For pages with lots of pictures, it can take a while for iText to download all the resources, but this FAQ page from Stack Overflow should load quickly, and the result will look like this:
Maybe an A4 page isn't the ideal page size for a web page, because the complete sidebar is missing. Let's adapt the example, and introduce a media query.
The createPdf()
method of the C07E05_CreateFromURL2 (Java/.NET) example looks like this:
public void createPdf(URL url, String dest) throws IOException {
PdfWriter writer = new PdfWriter(dest);
PdfDocument pdf = new PdfDocument(writer);
PageSize pageSize = new PageSize(850, 1700);
pdf.setDefaultPageSize(pageSize);
ConverterProperties properties = new ConverterProperties();
MediaDeviceDescription mediaDeviceDescription =
new MediaDeviceDescription(MediaType.SCREEN);
mediaDeviceDescription.setWidth(pageSize.getWidth());
properties.setMediaDeviceDescription(mediaDeviceDescription);
HtmlConverter.convertToPdf(url.openStream(), pdf, properties);
}
We use a custom page size of 850 by 1700 user units, and we use the Screen
media type as done in chapter 2. Now the content fits the page, and we get a much better result:
Sure, there are still some imperfections. For instance: the items in the header bar are shown as a list, instead of as items in a menu bar, but we plan to solve these issues in future versions of pdfHTML.
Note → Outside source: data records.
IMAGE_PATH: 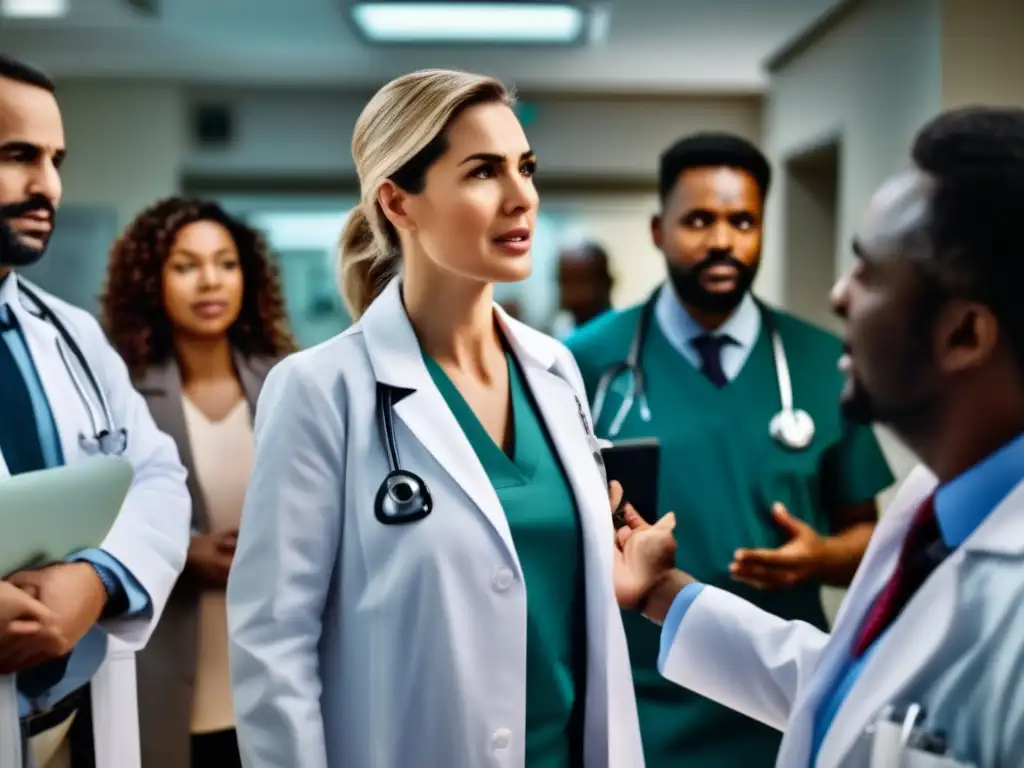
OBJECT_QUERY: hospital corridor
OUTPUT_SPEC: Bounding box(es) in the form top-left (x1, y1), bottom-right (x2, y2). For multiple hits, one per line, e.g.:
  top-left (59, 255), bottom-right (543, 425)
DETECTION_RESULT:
top-left (0, 0), bottom-right (1024, 768)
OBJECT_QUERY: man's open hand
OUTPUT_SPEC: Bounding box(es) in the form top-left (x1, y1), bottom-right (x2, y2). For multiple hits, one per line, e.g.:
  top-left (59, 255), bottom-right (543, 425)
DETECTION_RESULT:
top-left (729, 504), bottom-right (827, 590)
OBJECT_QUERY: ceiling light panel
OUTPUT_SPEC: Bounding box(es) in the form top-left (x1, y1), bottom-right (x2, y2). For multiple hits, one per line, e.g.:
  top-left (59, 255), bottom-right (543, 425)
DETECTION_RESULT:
top-left (0, 0), bottom-right (68, 18)
top-left (351, 2), bottom-right (586, 44)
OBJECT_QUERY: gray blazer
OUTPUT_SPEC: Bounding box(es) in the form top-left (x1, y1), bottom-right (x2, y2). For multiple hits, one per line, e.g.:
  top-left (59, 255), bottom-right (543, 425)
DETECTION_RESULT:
top-left (134, 354), bottom-right (278, 768)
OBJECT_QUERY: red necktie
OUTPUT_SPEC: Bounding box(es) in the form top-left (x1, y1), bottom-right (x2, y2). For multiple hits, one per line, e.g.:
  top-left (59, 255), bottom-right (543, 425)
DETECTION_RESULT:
top-left (853, 495), bottom-right (948, 656)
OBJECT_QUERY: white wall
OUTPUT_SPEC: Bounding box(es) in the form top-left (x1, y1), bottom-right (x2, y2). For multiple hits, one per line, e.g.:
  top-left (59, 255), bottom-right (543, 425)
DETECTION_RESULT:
top-left (183, 90), bottom-right (761, 179)
top-left (57, 82), bottom-right (185, 230)
top-left (759, 0), bottom-right (942, 501)
top-left (942, 0), bottom-right (1024, 109)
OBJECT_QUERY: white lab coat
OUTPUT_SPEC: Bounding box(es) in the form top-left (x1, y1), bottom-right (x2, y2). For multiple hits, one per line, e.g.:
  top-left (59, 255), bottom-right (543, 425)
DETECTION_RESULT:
top-left (227, 281), bottom-right (643, 768)
top-left (0, 274), bottom-right (191, 768)
top-left (662, 467), bottom-right (1024, 768)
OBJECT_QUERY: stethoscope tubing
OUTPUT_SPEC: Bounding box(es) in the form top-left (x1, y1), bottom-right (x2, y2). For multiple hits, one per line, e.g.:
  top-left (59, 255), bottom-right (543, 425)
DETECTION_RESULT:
top-left (593, 289), bottom-right (809, 448)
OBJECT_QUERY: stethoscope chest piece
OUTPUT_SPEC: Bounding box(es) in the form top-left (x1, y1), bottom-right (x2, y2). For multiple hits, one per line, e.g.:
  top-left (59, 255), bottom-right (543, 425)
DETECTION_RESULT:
top-left (374, 469), bottom-right (433, 525)
top-left (769, 409), bottom-right (814, 451)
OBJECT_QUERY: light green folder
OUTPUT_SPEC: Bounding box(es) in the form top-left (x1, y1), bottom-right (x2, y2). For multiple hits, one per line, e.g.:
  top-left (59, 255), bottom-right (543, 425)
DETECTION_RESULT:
top-left (0, 456), bottom-right (132, 578)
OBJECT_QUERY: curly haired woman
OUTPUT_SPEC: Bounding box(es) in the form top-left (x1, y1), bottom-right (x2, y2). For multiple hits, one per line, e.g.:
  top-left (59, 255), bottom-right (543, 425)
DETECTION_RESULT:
top-left (102, 198), bottom-right (295, 768)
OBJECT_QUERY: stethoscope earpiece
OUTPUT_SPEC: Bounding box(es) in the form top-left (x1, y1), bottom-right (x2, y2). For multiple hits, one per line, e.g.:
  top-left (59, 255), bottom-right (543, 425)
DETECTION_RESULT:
top-left (374, 383), bottom-right (434, 525)
top-left (374, 469), bottom-right (433, 525)
top-left (770, 410), bottom-right (814, 451)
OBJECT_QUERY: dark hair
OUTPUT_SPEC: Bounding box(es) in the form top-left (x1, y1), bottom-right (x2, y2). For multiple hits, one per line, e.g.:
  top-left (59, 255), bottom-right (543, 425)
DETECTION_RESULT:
top-left (911, 106), bottom-right (1024, 362)
top-left (100, 198), bottom-right (296, 376)
top-left (0, 53), bottom-right (57, 93)
top-left (657, 132), bottom-right (771, 203)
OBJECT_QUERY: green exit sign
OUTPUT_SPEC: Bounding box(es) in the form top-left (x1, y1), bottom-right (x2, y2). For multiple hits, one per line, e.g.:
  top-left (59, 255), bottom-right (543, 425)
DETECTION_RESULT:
top-left (515, 101), bottom-right (537, 127)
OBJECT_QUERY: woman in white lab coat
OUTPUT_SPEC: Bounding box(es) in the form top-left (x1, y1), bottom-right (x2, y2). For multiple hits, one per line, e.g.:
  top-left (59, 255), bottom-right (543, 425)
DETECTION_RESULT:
top-left (227, 71), bottom-right (643, 768)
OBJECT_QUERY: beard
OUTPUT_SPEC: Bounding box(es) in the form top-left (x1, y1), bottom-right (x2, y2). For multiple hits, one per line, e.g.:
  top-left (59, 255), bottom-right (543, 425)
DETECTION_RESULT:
top-left (0, 196), bottom-right (56, 267)
top-left (669, 251), bottom-right (758, 313)
top-left (840, 331), bottom-right (939, 435)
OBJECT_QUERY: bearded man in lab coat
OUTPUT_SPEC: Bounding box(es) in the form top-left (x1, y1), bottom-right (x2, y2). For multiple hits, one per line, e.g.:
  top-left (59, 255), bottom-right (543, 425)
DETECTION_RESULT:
top-left (616, 108), bottom-right (1024, 768)
top-left (0, 55), bottom-right (191, 768)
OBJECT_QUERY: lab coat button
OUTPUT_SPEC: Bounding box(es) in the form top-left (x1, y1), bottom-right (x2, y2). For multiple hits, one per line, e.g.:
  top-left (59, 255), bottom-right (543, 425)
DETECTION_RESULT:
top-left (490, 728), bottom-right (512, 752)
top-left (490, 568), bottom-right (515, 592)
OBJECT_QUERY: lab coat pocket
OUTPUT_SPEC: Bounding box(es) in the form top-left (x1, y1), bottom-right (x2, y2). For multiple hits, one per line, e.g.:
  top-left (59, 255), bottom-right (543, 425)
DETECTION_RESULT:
top-left (758, 445), bottom-right (828, 546)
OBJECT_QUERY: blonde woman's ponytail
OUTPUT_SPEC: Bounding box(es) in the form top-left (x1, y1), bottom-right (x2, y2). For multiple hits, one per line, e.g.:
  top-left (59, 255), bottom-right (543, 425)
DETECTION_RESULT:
top-left (338, 205), bottom-right (398, 322)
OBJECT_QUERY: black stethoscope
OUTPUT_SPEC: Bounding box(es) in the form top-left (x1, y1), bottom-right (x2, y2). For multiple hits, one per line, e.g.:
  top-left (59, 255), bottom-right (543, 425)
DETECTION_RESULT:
top-left (18, 281), bottom-right (128, 456)
top-left (374, 382), bottom-right (434, 525)
top-left (593, 291), bottom-right (814, 451)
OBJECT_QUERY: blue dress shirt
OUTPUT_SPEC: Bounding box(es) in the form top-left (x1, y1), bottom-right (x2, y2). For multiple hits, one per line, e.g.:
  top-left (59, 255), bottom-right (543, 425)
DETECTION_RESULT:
top-left (655, 284), bottom-right (761, 381)
top-left (658, 435), bottom-right (1024, 765)
top-left (0, 299), bottom-right (152, 717)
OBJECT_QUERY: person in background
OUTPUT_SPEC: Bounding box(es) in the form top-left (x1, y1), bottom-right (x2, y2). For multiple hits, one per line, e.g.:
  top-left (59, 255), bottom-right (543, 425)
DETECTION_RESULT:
top-left (0, 55), bottom-right (189, 768)
top-left (567, 133), bottom-right (893, 768)
top-left (101, 198), bottom-right (295, 768)
top-left (617, 106), bottom-right (1024, 768)
top-left (552, 242), bottom-right (614, 339)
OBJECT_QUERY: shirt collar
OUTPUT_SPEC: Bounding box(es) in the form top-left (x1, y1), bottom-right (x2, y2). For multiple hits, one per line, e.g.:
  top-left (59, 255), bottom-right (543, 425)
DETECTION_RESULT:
top-left (655, 283), bottom-right (761, 351)
top-left (935, 435), bottom-right (1024, 549)
top-left (0, 272), bottom-right (18, 324)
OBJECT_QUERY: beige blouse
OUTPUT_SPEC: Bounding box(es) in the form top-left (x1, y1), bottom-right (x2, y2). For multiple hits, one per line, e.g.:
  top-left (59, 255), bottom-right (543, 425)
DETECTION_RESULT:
top-left (181, 396), bottom-right (253, 733)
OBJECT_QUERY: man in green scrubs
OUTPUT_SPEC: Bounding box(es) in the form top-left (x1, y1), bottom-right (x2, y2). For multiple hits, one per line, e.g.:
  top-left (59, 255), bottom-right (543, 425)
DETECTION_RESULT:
top-left (568, 134), bottom-right (893, 768)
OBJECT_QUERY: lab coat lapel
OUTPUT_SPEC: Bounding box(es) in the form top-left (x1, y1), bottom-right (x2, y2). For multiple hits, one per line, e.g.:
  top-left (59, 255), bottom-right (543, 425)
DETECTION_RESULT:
top-left (818, 473), bottom-right (965, 766)
top-left (5, 275), bottom-right (83, 464)
top-left (497, 317), bottom-right (612, 584)
top-left (359, 279), bottom-right (518, 563)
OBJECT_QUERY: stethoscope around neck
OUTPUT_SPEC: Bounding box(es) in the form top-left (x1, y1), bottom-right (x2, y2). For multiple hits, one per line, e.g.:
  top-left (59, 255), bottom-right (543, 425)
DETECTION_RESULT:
top-left (18, 282), bottom-right (128, 456)
top-left (593, 291), bottom-right (814, 451)
top-left (374, 382), bottom-right (434, 525)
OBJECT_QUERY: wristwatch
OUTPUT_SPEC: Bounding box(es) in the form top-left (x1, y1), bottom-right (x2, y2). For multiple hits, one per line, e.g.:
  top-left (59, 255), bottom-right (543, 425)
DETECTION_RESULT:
top-left (89, 562), bottom-right (128, 618)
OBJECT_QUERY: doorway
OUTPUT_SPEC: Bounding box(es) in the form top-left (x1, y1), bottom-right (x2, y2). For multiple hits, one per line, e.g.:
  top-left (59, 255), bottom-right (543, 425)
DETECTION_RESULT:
top-left (783, 138), bottom-right (841, 331)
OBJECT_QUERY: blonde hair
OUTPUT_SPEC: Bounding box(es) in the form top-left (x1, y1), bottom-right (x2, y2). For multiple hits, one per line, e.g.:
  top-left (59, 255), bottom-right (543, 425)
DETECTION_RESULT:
top-left (339, 70), bottom-right (515, 321)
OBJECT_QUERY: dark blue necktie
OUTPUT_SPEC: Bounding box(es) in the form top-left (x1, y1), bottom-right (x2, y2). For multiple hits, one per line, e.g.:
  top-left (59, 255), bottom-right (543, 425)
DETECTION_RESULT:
top-left (691, 334), bottom-right (732, 388)
top-left (0, 304), bottom-right (69, 696)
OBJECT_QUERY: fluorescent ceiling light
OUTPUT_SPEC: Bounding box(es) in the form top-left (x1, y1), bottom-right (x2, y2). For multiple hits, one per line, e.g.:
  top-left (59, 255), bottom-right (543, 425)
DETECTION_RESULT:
top-left (0, 0), bottom-right (68, 18)
top-left (352, 2), bottom-right (584, 43)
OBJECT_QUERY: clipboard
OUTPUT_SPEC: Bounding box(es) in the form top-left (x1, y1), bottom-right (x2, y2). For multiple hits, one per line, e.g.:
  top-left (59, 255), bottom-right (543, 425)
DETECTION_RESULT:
top-left (0, 456), bottom-right (133, 579)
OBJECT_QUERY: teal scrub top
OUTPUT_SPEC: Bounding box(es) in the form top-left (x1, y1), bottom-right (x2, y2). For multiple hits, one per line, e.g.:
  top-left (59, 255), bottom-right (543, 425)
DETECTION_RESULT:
top-left (567, 307), bottom-right (893, 768)
top-left (424, 353), bottom-right (587, 768)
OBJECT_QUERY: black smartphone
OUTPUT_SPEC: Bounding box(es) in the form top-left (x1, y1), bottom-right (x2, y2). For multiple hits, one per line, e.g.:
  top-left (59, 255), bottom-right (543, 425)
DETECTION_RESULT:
top-left (601, 437), bottom-right (662, 525)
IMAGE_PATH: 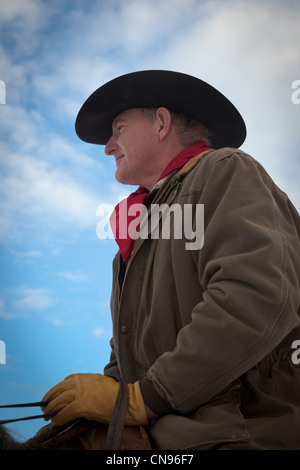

We could also have used the media type PRINT
instead of SCREEN
. See the C07E06_CreateFromURL3 (Java/.NET) example:
public void createPdf(URL url, String dest) throws IOException {
ConverterProperties properties = new ConverterProperties();
MediaDeviceDescription mediaDeviceDescription =
new MediaDeviceDescription(MediaType.PRINT);
properties.setMediaDeviceDescription(mediaDeviceDescription);
HtmlConverter.convertToPdf(url.openStream(), new FileOutputStream(dest), properties);
}
Because of the print.css
used by Stack Overflow, we now have a couple of bare bones pages in which the sidebar is omitted deliberately. Maybe that's exactly what we want:
Important: pdfHTML is a work in progress. If you have tried printing a web page to paper pages from a browser, you notice that the results aren't always quite as good as you'd want them to be. The same will be true when using pdfHTML as a URL2PDF tool. Most HTML pages aren't meant to be printed, but with pdfHTML, we're doing a continuous effort to improve the conversion process.